Le coronavirus a très peu touché la Sicile : il y a eu 283 morts (y compris les nonagénaires souffrant de diverses graves pathologies), pour 5 millions d’habitants, ce qui est le bilan d’une toute petite grippe. Néanmoins la Sicile a été soumise à la stricte dictature sanitaire, parce que la Sicile c’est l’Italie et que l’Italie c’est la Lombardie. (Les pays les plus décentralisés ont découvert un jacobinisme sanitaire inédit.)
Depuis juin il n’y a plus rien du tout, mais il faut maintenir la dictature. On a donc multiplié les tests. Et sur un millier de tests quotidiens on trouvait entre 0 et 3 ou 4 porteurs du virus. Ce qui suffisait à alimenter la chronique : le virus continue de circuler…

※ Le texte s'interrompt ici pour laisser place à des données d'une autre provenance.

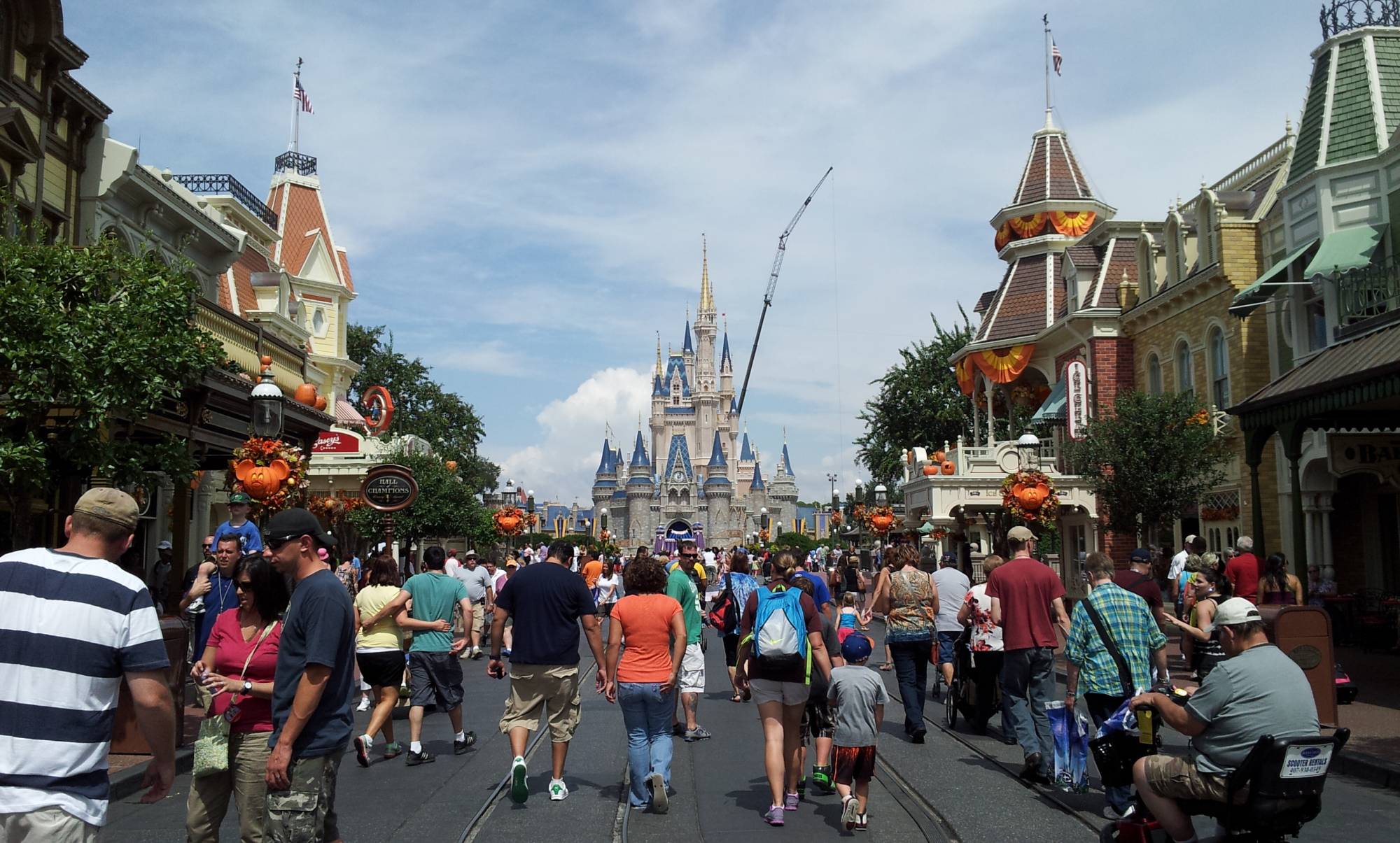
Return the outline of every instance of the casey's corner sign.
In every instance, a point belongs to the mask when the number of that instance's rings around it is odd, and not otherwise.
[[[1082,440],[1089,426],[1089,367],[1071,360],[1064,367],[1065,420],[1071,440]]]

Or c’est une rumeur qui a vraiment commencé à circuler, hors des médias officiels : les rares porteurs du virus qu’on trouve ne sont pas des Siciliens mais des immigrés clandestins. Alors l’épidémiologiste en chef a tenu une conférence de presse, pour dire qu’en effet les porteurs de virus sont surtout des « migrants », mais qu’il est essentiel de se garder du « racisme » et qu’il faut avant tout respecter les « droits des migrants ». Sic.
A partir de ce discours on a fait deux ou trois fois plus de tests. Et depuis lors on trouve tous les jours, outre deux ou trois isolés porteurs du virus, un groupe d’une dizaine ou d’une quinzaine de personnes contaminées : des « migrants ».
On constate donc une forte hausse de la circulation du virus, au point que le taux R est même monté à 1,55. Ce qui implique qu’il ne faut rien relâcher de la dictature sanitaire. (A commencer par l’interdiction de toutes les fêtes religieuses de l’été, bien sûr. Interdiction soigneusement diffusée et brutalement soulignée par… la Conférence épiscopale.)
Ainsi, l’idéologie imigrationniste, par le biais de l’idéologie connexe « antiraciste », vient en renfort de l’idéologie de la dictature sanitaire qui était en danger. Et la dictature sanitaire vient en renfort de l’idéologie immigrationniste : il faut aider les pauvres réfugiés malades, qu’on ne peut évidemment pas expulser.
C’est Ubu empereur.
Et nous n’avons plus d’aventuriers normands, petits-fils de Vikings, pour aller bouter les arabo-musulmans hors de Sicile. De toute façon nous n’avons pas non plus de pape qui bénirait l’opération… On peut juste espérer que ce délire suicidaire conduise au retour de Salvini.